Vous les choquez en montrant au monde cet abandon qui a été le vôtre et a laissé en vous de la douleur.
Mais vous, vous avez réussi à transformer cette douleur silencieuse en rage éloquente et reconnue. En fait vous avez réussi cet exploit de vous construire tout seul une identité et une reconnaissance des autres, avec justement ce passé qui vous pesait et que vous avez su transformer en positif.
Ce que je ne suis pas encore parvenu à réaliser, hélas pour moi !
La provocation est pour vous un moyen de vous exprimer, donc d’exister ! Elle est aussi sans doute un défouloir afin d’évacuer le stress de la vie. Une manière en somme de vivre en paix et de faire face à tout.
J’ai lu l’article que Chuck Palahniuk a écrit sur vous, qui a provoqué en moi un choc intense, notamment sur la vision que j’avais de vous. Cela a fait le même effet que des explosifs C4 et de la nitroglycérine en effervescence…..
J’ai alors compris que j’avais une vision déformée de vous, basée sur des apparences véhiculée par les médias.
J’ai évolué, grâce à cette prise de conscience des chemins difficiles de la vie, que nous avons chacun de notre côté, empruntés. Je sais que derrière ce personnage médiatique que vous affichez, se cache un être sensible tentant de faire face et de se battre dans un monde inadapté à sa nature profonde.
Je me suis donc renseigné sur vous et ai découvert de nombreux points communs entre vous et moi. Même si nos cheminements ne sont pas les mêmes, il y a cependant des similitudes.
Nous avons tous les deux eu un parcours difficile, chaotique voire destructeur. Nos cicatrices sont à vif et nous sommes, chacun à notre manière, révoltés contre la société et ses règles absurdes.
J’ai donc découvert que vous avez utilisé vos souffrances pour avancer et aller plus loin que la monotonie et « l’habituel ».
Vous vous êtes servi de vos frayeurs et de vos angoisses antérieures pour nourrir ce personnage que vous incarnez, afin de transformer vos peurs en éléments de travail.

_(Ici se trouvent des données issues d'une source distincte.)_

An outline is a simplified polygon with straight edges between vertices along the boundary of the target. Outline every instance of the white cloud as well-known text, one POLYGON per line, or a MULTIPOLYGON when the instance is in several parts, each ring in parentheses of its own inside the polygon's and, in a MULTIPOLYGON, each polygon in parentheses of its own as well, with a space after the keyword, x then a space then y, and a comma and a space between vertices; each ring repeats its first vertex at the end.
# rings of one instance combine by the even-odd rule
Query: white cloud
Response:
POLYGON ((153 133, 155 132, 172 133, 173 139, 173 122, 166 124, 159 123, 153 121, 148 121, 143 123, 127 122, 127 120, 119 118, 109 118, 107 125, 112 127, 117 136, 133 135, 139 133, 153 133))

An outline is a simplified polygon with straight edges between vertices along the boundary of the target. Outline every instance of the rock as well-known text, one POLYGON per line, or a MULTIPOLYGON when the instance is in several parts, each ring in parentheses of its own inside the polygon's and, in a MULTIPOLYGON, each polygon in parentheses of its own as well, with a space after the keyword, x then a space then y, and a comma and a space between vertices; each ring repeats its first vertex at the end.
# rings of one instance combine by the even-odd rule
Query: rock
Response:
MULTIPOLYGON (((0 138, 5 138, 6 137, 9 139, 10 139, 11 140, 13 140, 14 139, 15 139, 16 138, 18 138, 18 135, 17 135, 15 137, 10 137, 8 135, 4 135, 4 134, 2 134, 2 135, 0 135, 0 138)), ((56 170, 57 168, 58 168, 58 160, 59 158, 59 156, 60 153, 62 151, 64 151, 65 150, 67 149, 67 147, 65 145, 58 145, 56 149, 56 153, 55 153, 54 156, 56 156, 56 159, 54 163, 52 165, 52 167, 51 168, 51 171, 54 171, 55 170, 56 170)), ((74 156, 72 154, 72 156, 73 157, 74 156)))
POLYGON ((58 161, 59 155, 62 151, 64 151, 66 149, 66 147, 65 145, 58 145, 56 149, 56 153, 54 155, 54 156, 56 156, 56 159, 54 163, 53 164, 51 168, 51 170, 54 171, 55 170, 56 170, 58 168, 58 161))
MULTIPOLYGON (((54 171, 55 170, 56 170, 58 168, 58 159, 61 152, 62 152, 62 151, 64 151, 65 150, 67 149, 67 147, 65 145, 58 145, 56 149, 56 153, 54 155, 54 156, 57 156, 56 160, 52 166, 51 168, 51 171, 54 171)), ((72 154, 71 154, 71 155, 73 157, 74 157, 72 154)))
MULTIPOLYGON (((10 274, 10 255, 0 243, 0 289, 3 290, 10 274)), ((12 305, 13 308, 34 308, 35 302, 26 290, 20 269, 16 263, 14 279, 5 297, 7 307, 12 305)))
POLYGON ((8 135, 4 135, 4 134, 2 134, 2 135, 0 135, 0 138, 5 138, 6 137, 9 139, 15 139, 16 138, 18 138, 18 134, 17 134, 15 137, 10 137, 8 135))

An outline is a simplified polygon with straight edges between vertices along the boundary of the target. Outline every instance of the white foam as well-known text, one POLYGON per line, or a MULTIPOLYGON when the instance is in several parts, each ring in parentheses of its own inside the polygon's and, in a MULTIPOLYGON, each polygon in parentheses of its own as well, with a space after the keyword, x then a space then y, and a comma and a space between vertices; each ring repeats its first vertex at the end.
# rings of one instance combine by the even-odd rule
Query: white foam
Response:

C’est une façon de vivre en paix avec votre passé. Exhiber vos craintes d’enfant pour y faire face et les exorciser, comme cette peur des autres (agoraphobie). Vous refusez donc les « limites » et allez toujours plus loin dans la provoc pour faire tomber les barrières et ne pas être bloqué dans votre timidité, être plus serein.
C’est un amusement, votre droit de jouer au jeu du bouche à oreille et personne, ni moi ni d’autres, n’a le droit de vous juger.
Moi je me flagelle verbalement pour faire face à mon identité que je sens méprisée du monde, et aussi à l’échec de mon rêve, inconcevable selon les critères sociaux.
Il me faut aussi accepter le dégoût que je lis dans le regard de beaucoup de gens.
On vous qualifie « d’artiste le plus méprisé », moi on m’a catalogué de « sale schizo »…..
Dans l’article de Palahniuk, vous paraissez humain et cependant ce côté de vous est totalement occulté dans les médias, ce que je trouve dommage.
Cela a été pour moi un étonnement de découvrir cette facette de vous, et je peux dire aussi une sorte de joie, car je sais aujourd’hui que vous en avez bavé et que malgré tout vous ne baissez pas les bras et vous vous acharnez sur votre travail.
Comme une preuve vivante que quand on est à terre on ne peut que se relever.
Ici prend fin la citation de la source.